Monday’s 46.9-cent spike by May futures had its expected impact on the cash market Tuesday; prices continued to rise at nearly all points. A slow warming trend in the Northeast and cooling weather in the central South and Southwest were draining heating and cooling load, respectively, by moderate amounts. But lows in the 20s and 30s in the Rockies, Upper Plains and parts of the Midwest provided a fair amount of residual heating demand.

One source suggested that prices also were deriving support from buyers who have begun the storage injection season on schedule.

Flat quotes at two New England delivery points — Tennessee Zone 6 and Dracut — kept the market from achieving a clean sweep of gains. Otherwise, increases ranged from about a dime to a little more than 40 cents. The Rockies tended to see most of the largest advances.

Besides cool to cold weather in much of the West, supplies were experiencing a bit of tightness. Low linepack levels led PG&E to issue a customer-specific OFO for Wednesday; the citygate rose a little more than a quarter. And El Paso said drafting of its system and underperformance at some receipt points led it to set the probability of declaring a Strained Operating Condition or Critical Operating Condition to high. Prices were up 30-35 cents in the pipeline’s Permian Basin and two San Juan Basin pools.

High temperatures in the 80s were due to continue Wednesday in the Louisiana-Texas area, but cooler conditions are setting in to either side in the central and eastern South and the desert Southwest. Atlanta and Memphis, TN, are expected to barely reach 70 degrees, while Phoenix, where mid 80s highs had reigned through Tuesday, will be dropping to the mid 70s.

A futures decline of 9.4 cents Tuesday will give moderately negative guidance to physical gas prices Wednesday.

It’s cooler than normal in California for this time of year, said a western trader, who noted that San Francisco and Sacramento were recording overnight lows in the mid 40s. “I’m betting on another up day” for prices Wednesday, he said — at least in the West. Other regions may soften due to moderating weather and Tuesday’s screen drop, he added.

A Midcontinent producer agreed that prices are likely to fall a bit at some eastern points. Cash prices were moving lower near the end of trading Tuesday, which is usually an indicator of next-day softness, he said.

“It will be remembered as the winter that would not go away,” SunTrust Robinson Humphrey/the Gerdes Group noted in a Tuesday commentary. “Traders started today with a lot of blue to stare at on their weather screens.

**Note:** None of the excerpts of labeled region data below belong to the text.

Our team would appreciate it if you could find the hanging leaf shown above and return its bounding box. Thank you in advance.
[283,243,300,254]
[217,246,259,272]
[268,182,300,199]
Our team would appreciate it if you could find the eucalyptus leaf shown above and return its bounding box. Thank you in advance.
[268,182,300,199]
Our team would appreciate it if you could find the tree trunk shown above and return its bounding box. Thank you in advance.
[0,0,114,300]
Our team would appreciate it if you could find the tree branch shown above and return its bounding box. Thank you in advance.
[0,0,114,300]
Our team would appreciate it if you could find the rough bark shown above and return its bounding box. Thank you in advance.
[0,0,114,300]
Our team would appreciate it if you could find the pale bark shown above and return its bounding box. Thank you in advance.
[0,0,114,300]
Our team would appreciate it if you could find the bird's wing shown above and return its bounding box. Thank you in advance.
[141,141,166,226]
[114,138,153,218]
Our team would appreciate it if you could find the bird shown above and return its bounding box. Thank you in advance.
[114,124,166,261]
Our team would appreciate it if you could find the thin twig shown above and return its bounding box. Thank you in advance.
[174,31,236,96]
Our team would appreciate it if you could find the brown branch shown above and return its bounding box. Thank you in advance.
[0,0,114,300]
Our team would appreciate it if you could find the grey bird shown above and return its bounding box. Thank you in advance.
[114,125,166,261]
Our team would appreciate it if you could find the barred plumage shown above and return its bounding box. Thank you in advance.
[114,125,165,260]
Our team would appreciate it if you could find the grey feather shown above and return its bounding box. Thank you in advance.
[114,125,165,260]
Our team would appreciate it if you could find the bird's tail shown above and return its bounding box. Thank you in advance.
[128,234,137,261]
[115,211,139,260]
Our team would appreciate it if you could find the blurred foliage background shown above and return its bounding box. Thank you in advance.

Not the pale blue variety that yields perhaps a 10-cent gain in prices, but the 50-cent deep blue that means we will work storage into an even deeper hole as cold weather is now expected to descend over the core heating demand locations of the eastern half of the country later this week and into next.”

Stephen Smith of Stephen Smith Energy Associates is projecting a storage pull of 12 Bcf to be reported for the week ending April 4, which Smith said was down from his original estimate of 22 Bcf.

Citigroup’s Tim Evans also expects one more net withdrawal before the refill process begins in earnest. Evans projected a 15 Bcf draw for the week ending April 4 preceding injections of 20 Bcf and 30 Bcf for the weeks ending April 11 and April 18, respectively.